Treasury’s official line is that instead of trying to prioritize they’ll simply delay. When not enough money comes in from daily tax revenue, nobody will get paid. Then, when tax revenue leaves the Treasury flush, they’ll pay some old bills. That means the global economy won’t necessarily turn into a pumpkin the minute the clock strikes midnight, but it does mean that with each passing week the government will be further and further behind on all its bills. The money taken directly out of the economy would amount to a hit of about 7 percent of GDP.

That’d be almost as bad as the worst quarter of the Great Recession. But the real cost would be the risk of broader chaos in the financial system. If the government can’t pay its bills on time, then some of the people to whom it owes money—whether that’s a construction company, a grandma on Social Security, a doctor treating Medicare patients, a public school expecting Title I funding, a student awarded a Pell Grant, whatever—won’t be able to pay their bills on time. That’s going to mean a rise in missed payments on mortgages, car loans, and credit cards. That means bank failures and sharply reduced credit availability even for people who aren’t specifically counting on a check from Uncle Sam. Debt financed investment—construction projects, vehicle purchases, small business expansions—will likely grind to a halt as nobody wants to lend out new money until they’re sure they’re getting paid what they’re already owed. That will create a secondary collapse in incomes, and an additional wave of business and citizens unable to pay their bills.

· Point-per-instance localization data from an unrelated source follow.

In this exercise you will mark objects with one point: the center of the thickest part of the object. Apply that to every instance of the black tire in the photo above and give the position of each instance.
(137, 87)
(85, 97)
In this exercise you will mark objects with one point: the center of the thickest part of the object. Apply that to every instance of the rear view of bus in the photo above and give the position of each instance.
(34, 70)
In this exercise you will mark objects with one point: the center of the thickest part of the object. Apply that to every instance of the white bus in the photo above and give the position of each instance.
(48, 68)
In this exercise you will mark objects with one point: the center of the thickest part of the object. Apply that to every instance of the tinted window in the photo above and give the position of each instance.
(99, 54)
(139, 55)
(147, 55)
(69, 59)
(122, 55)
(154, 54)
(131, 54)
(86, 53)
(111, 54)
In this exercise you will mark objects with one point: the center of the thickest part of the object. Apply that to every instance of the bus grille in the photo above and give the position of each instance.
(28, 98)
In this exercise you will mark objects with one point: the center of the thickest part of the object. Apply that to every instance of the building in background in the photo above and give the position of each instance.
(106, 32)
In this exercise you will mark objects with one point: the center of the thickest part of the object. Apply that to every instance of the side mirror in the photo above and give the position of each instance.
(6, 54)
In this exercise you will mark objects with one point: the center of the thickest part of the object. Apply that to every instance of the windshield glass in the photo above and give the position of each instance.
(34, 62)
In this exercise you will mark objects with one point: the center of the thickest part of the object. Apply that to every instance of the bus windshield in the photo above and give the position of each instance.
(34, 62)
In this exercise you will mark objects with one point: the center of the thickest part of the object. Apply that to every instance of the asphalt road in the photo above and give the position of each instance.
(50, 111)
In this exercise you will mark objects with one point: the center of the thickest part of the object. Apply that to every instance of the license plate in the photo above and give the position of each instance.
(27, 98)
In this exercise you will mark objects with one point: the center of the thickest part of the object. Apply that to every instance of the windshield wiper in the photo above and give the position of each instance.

A total disaster, in other words. And a very avoidable one. Congressional Republicans want to cut spending. And just a few weeks after we hit the debt ceiling, existing appropriation bills will expire, which will give them a golden opportunity to appropriate less money that Obama wants. Or to agree to match Obama’s discretionary spending requests if he’ll agree to cuts in entitlement programs. Or whatever it is they want to do. A shutdown over appropriations bills would be annoying and problematic in many ways, but survivable. What they’re talking about doing now—forcing the government into non-payment of bills it’s already accrued—would be a catastrophe. Corny as it sounds, they really ought to consider the option of just doing the right thing, raising the debt ceiling, and moving on to fighting about appropriations.